La Chine est aujourd’hui le plus gros émetteur de CO2 dans le monde, avec environ deux fois plus d’émissions que les États-Unis et plus de trente fois l’équivalent des émissions françaises. Si, d’une part, les émissions de CO2 par habitant en Chine restent en dessous de certains pays développés, d’autre part, le montant absolu de ses émissions (28% du total des émissions mondiales) indique que la réussite de la transition écologique au niveau mondial dépendra grandement de l’effort chinois vers la neutralité carbone.
En septembre, lors de l’Assemblée Générale des Nations-Unies, le président chinois Xi Jinping a annoncé son engagement à atteindre le pic d’émissions de carbone avant 2030 et que le pays s’engage à atteindre la neutralité carbone d’ici 2060. Cet objectif ambitieux ne pourra s’atteindre qu’à travers de profonds changements dans trois secteurs : la production d’énergie, l’industrie et les transports.
La stratégie chinoise en matière de production d’énergie peut paraître ambiguë. En effet, le gouvernement chinois a donné depuis le début de l’année 2020 son feu vert à la construction de plus de centrales à charbon que sur les années 2018 ou 2019.
Néanmoins, le potentiel solaire et éolien est gigantesque pour atteindre la neutralité carbone : avec une base installée de 213GW de solaire et 231GW d’éolien à fin 2019, il faudrait que la Chine atteigne 2200GW de solaire et 1700GW d’éolien d’ici 2060, selon IHS Markit.
La chute du prix de l’énergie verte observée lors des attributions de contrats plaide pour une accélération de leur déploiement, même sans subventions gouvernementales, ce qui bénéficiera, par exemple, aux fabricants chinois Longi pour les panneaux solaires et Goldwind pour les turbines éoliennes.
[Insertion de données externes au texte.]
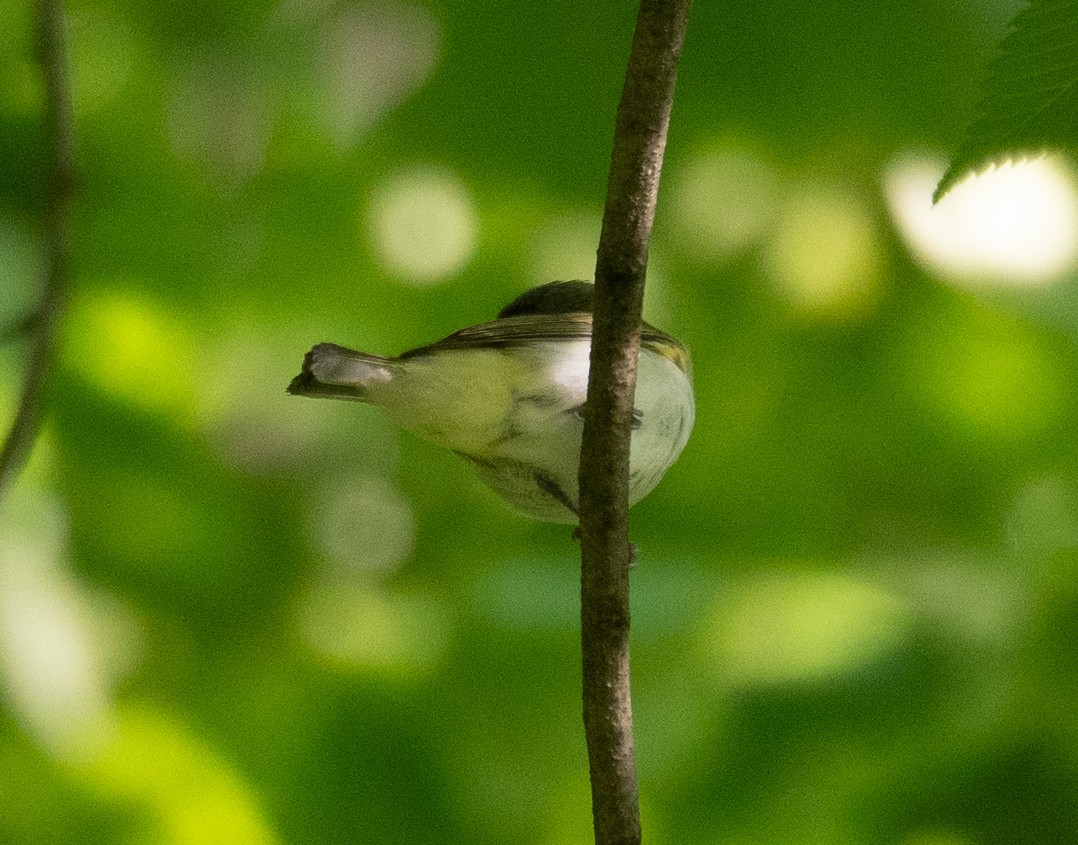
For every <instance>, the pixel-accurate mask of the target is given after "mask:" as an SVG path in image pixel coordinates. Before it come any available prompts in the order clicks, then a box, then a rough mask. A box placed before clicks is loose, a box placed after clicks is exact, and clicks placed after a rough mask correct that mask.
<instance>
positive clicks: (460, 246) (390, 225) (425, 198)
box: [370, 168, 475, 286]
L’électrification des transports sera aussi décisive pour l’objectif de neutralité carbone, étant donné que la génération d’électricité proviendra de sources sobres en carbone. La Chine est déjà le plus gros producteur de batteries pour les véhicules électriques, avec des fabricants telles que CATL et BYD. Le pays détient également la plus grande flotte au monde de véhicules utilitaires et de bus à pile à combustible. La société canadienne Ballard Power est le fournisseur de technologie pour environ 45% de la flotte chinoise, grâce à son partenariat avec Weichai. La perspective d’amélioration des rendements et la baisse du coût des batteries rendra le coût total de possession des véhicules électriques plus compétitif que les véhicules à carburant fossile, le principal frein à l’achat aujourd’hui. À titre illustratif, le producteur de véhicules électriques américain, Tesla, a annoncé qu’il espère réduire le coût du stockage d’électricité de 56% d’ici 2025.
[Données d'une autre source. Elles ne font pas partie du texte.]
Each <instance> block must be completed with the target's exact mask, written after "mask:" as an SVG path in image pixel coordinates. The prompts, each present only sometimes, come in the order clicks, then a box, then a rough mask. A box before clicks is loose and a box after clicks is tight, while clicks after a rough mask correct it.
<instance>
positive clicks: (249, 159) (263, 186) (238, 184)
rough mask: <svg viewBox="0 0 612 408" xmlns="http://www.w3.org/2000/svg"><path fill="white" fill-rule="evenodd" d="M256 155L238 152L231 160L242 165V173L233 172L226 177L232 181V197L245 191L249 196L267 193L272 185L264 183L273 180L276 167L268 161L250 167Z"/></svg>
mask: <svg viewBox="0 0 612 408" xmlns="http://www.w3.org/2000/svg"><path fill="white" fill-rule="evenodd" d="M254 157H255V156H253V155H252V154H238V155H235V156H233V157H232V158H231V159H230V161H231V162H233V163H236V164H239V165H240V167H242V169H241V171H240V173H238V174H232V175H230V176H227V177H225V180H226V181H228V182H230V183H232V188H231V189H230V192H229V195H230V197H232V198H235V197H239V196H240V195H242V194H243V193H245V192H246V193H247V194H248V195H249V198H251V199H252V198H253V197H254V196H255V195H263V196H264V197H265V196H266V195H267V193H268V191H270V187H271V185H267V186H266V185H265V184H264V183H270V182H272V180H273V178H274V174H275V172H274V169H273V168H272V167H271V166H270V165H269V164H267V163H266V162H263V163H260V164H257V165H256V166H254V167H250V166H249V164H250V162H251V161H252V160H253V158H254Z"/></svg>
En revanche, pour atteindre la neutralité carbone, la Chine doit aller plus loin et l’industrie sera le domaine le plus difficile à décarboner. La fabrication d’acier, de métaux comme l’aluminium et le cuivre, les produits chimiques et le ciment sont les segments les plus émetteurs, représentant 90% de la consommation d’énergie industrielle chinoise.
Reconnue par l’UE comme la molécule au service d’une économie propre, le développement de l’hydrogène vert est une étape cruciale pour atteindre l’objectif de neutralité carbone. Le coût des électrolyseurs utilisés pour la production d’hydrogène vert est aujourd’hui deux à six fois moins cher en Chine que dans les pays occidentaux, ce qui lui donne de l’avance pour arriver à un hydrogène vert plus compétitif que l’hydrogène gris, qui est lui dérivé de sources fossiles. Cette forte demande d’hydrogène vert attire également l’intérêt des acteurs européens, comme le leader mondial de l’hydrogène, Linde, qui a signé plusieurs contrats et détient un positionnement important en Chine.
Ainsi, l’impact de l’objectif de neutralité carbone 2060 ambitionné par la Chine sur le reste du monde dépendra des modalités de son exécution. L’annonce du prochain 14e plan quinquennal, pour la période 2021-2025, sera l’occasion pour le gouvernement chinois de démontrer que son plan tiendra la longue route.